Ok so, i just want to ramble a bit about the silly guys in our head (idk if that's what they prefer to be called, but oh well) it's almost midnight let's go baby!!
Cause like, I can definitely argue for them being there, and popping in to talk in my thoughts. It feels like I can feel them standing behind me?? Like when you picture yourself, and can see yourself from a third person, they're there with me.
Carl has been around for a while, since at least 9th grade (6 years???) he used to be able to say stuff, either small stuff to interrupt me, or sing random songs about his life. I don't remember how to let him do that anymore. He's way more quiet than he used to be, but he's coming back. I was gonna say I missed him, but that would give that fucker to much joy!!! (He laughed at me >:/) Idk he's weird. He's just kinda around, has a lot of lore, but it seems he's settled on a form. He tends to hangout, and comment on my internal dialogue. He's kinda like a companion I guess?
Alice/dolly (she switches) she feels kinda like a fragment of me, who's grown? I think she might come from how I used to view my personality due to loving "Sanders sides" (10/10 series on YouTube) she represented my "anxiety". I think she's grown a bit from then. But she was always the one I could picture talking to me in my head. And now she still kinda does. like it feels like she's standing behind me, telling me stuff to watch out for, or sometimes just chatting. I like her, she's an emo bunny. She's me but not really anymore, but still kinda??
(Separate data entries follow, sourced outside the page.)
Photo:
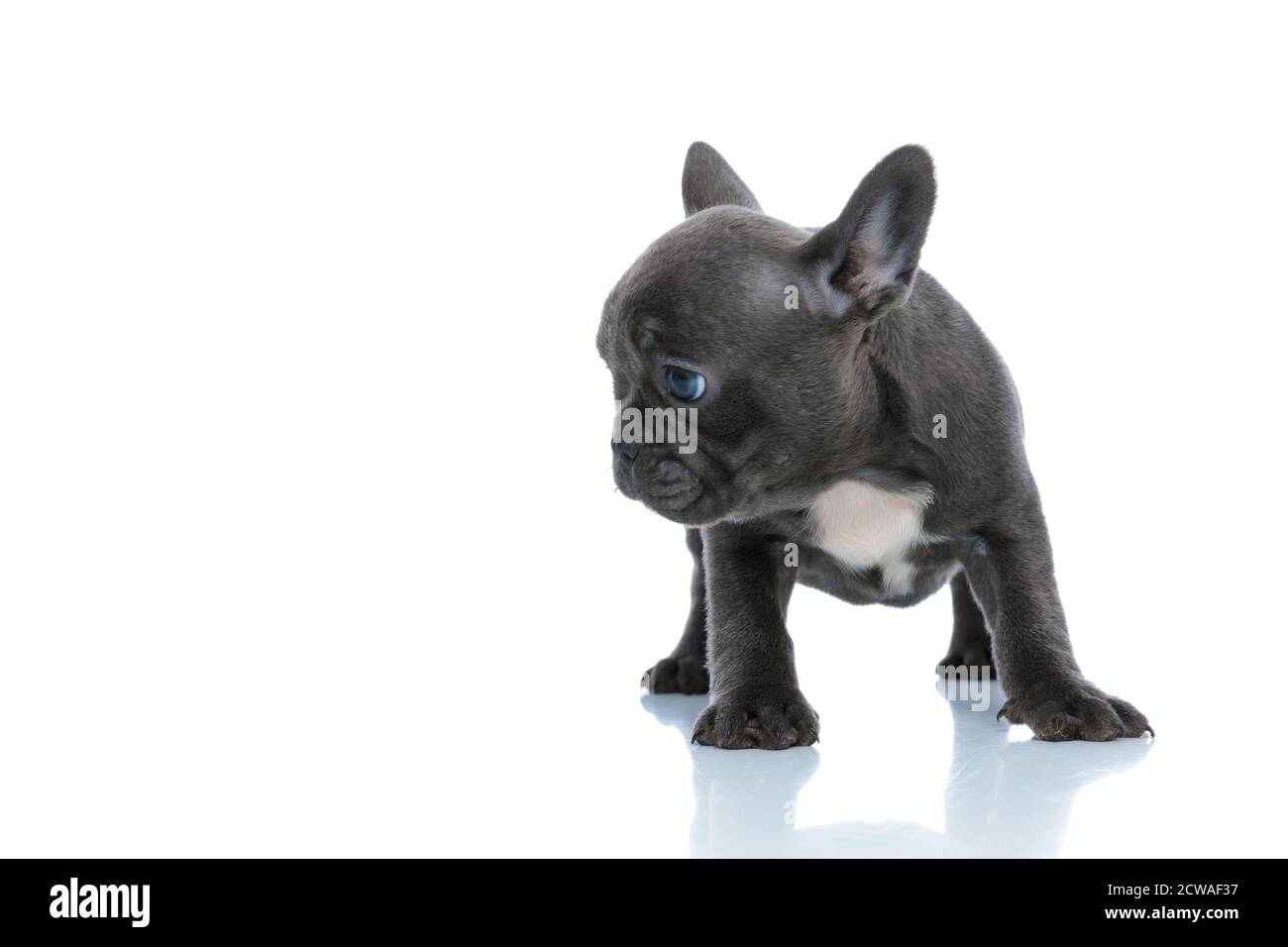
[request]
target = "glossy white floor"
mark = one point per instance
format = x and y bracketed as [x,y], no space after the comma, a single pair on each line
[308,540]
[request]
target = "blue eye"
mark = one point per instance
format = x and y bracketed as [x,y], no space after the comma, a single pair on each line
[684,384]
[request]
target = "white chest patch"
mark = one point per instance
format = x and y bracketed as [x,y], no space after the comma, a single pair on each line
[863,526]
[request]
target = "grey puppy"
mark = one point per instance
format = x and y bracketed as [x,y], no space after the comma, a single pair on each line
[818,459]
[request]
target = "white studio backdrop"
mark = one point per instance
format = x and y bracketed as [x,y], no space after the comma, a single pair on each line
[308,539]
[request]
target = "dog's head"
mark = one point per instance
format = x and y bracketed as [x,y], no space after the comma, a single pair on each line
[733,339]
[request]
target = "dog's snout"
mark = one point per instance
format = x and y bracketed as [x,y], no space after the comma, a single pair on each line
[627,451]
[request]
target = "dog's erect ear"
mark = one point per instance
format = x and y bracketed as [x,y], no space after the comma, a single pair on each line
[867,258]
[708,182]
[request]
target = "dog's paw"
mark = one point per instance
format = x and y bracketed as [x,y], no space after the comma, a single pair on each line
[678,676]
[773,720]
[1074,711]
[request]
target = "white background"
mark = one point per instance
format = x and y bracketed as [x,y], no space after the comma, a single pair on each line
[308,539]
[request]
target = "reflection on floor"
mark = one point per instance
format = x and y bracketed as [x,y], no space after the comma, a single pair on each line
[1004,797]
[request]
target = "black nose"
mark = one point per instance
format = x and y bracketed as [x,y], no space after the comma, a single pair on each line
[627,451]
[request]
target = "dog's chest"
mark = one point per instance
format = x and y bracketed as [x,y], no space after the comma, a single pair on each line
[864,526]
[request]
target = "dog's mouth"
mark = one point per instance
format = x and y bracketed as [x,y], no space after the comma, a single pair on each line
[669,487]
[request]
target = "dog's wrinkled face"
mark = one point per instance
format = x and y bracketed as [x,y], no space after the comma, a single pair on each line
[748,326]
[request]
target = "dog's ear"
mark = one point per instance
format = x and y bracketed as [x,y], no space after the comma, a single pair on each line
[867,258]
[708,180]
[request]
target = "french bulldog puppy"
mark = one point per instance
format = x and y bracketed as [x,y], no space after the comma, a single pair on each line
[867,442]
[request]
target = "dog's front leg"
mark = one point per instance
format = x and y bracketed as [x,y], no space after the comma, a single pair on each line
[1014,579]
[755,699]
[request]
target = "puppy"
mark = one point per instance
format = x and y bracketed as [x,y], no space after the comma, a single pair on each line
[855,433]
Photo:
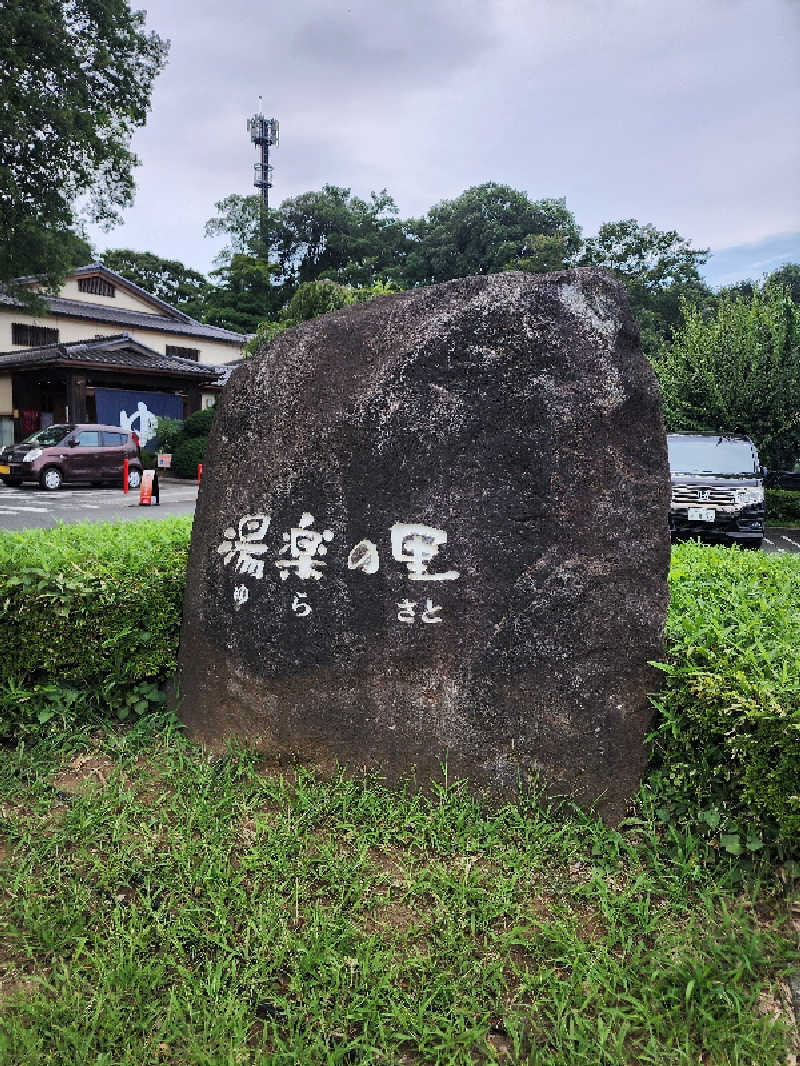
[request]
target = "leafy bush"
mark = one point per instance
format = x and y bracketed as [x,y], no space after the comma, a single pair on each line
[728,740]
[188,453]
[200,423]
[783,507]
[168,433]
[90,617]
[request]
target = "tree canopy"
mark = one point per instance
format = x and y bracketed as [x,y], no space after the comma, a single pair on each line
[738,370]
[77,77]
[486,229]
[659,270]
[169,279]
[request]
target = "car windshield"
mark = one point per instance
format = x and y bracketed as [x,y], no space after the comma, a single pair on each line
[52,435]
[720,455]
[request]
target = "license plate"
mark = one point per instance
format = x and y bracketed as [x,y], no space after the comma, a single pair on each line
[702,514]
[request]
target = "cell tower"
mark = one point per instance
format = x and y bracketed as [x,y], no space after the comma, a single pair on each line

Maddie/Madison (I think??) is strange, I think I could argue she's been around a bit. She's kinda also a sanders sides fragment thingy?? Just, not really anymore. Kinda like wearing the skin of one (that sounds way worse than intended) she reminds me of the one for "logic" and she presents herself as that. "My logical part of my brain" my "common sense" but I'm not sure anymore. I think she tries to get me to repress stuff?? She's been very against this whole "plurality" thing, saying it's not real (making me doubt as I write this) I think she might also be connected to the way I always feel so completely disconnected from the body and my feelings whenever I get upset/cry. I start to think of something, get completely overwhelmed by feelings and start crying. And suddenly I'm completely conscious, not really feeling anything, and someone in here is yelling at me "why are you crying?!!? You have no reason to be crying!?!" And like?? Idk?? Also she's got a top hat but no face.
Those are the ones I've noticed so far?? Idk. Btw Carl keeps teasing Maddie and Alice. Saying they should kiss. (I think someone just left?? Things got a lot clearer???)
Does any of this sound reasonable?? Is this something anyone can relate to??? Have you felt what I've felt?? Am I just really good at lying to myself??